Il faut pousser la lourde porte en bois d'origine, puis tourner dans le petit couloir et déboucher sur le salon pour comprendre. La vision est à couper le souffle. Les vitraux de l'église Saint-Nicholas, dans le petit village de Kyloe, sont encore aux murs, la charpente, faite de lourdes poutres de bois, est exposée à la vue, la voûte gothique soutient l'édifice. Tout indique cependant qu'il s'agit d'une maison privée : le lit placé au centre de l'autel, les vieux canapés bleus dans un coin de la pièce, les jouets d'enfant qui traînent par terre...

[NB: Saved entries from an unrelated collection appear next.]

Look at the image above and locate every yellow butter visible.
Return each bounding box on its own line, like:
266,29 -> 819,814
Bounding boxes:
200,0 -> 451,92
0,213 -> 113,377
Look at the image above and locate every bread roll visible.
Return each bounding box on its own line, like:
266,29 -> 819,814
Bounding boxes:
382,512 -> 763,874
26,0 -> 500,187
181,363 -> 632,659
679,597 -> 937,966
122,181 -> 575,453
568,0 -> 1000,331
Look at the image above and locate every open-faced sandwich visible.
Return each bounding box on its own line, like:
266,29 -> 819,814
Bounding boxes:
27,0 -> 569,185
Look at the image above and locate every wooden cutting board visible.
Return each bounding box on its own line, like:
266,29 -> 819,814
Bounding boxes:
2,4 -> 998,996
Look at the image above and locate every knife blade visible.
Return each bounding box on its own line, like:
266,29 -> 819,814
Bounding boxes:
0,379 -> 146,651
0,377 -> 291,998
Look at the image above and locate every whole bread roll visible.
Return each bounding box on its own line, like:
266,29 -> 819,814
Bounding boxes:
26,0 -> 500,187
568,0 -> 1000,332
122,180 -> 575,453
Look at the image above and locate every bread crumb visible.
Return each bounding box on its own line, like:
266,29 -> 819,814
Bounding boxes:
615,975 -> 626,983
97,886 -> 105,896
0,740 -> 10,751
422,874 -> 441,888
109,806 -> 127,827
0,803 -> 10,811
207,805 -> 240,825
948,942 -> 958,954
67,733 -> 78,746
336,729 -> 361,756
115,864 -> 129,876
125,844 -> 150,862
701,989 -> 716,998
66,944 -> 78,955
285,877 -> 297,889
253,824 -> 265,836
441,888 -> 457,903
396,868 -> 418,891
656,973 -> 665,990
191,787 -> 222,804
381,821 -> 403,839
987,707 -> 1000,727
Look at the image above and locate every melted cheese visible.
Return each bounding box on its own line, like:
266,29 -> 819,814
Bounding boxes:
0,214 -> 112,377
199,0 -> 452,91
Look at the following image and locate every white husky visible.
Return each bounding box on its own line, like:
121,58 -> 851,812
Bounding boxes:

La majesté du lieu s'impose immédiatement. Rien à voir avec les luxueux lofts reconvertis dans d'anciens hangars, comme c'est la mode à Londres au bord de la Tamise.
Ici, la paroisse d'origine est encore là, omniprésente, imposante. Elle n'a pas disparu et a juste été adaptée à la vie quotidienne moderne. Il faut du temps pour s'habituer aux dimensions : 20 mètres de long, 7 mètres de large, 10 mètres de plafond... Et ce n'est que pour le salon.
Ian Bottomley apprécie du coin de l'oeil la surprise du visiteur. Avec sa femme Sally Onions, il a mis dans cette rénovation presque une décennie de sa vie, " dont trois ans et demi à temps plein ". Pour ce pilote d'avion et sa compagne, c'était un coup de foudre pas vraiment réfléchi. " On voulait retaper une maison, raconte- t-il, mais dans le coin, il existe soit de toutes petites maisons individuelles, soit d'énormes manoirs, et on ne trouvait pas ce qu'on voulait. " Jusqu'au jour, en 2000, où ils tombent par hasard sur une agence immobilière qui a mis l'église Saint-Nicholas en vente.
La paroisse, construite en 1792, et
en utilisation religieuse jusqu'en 1987, avait été rachetée par un particulier. " Mais le type avait fait n'importe quoi : il voulait rénover l'endroit, mais avait commencé à placer des murs qui coupaient les vitraux en deux, et installait des meubles bas de gamme pour décorer. " Pour 100 000 euros, Ian et Sally décident d'acheter et de tout refaire. " Mon père, qui est ouvrier du bâtiment, est venu voir. Il m'a dit : "Il y a de grosses fissures, l'humidité a pénétré profondément les murs, le toit est à refaire, mais regardez la beauté de cette pièce" ! "
La rénovation a été loin d'être simple. Pendant longtemps, Ian et Sally ont tâtonné : d'un côté, ils voulaient conserver l'espace impressionnant ; de l'autre, il leur fallait un logement fonctionnel, qui puisse être chauffé. Les hivers dans ce coin d'Angleterre sont frisquets...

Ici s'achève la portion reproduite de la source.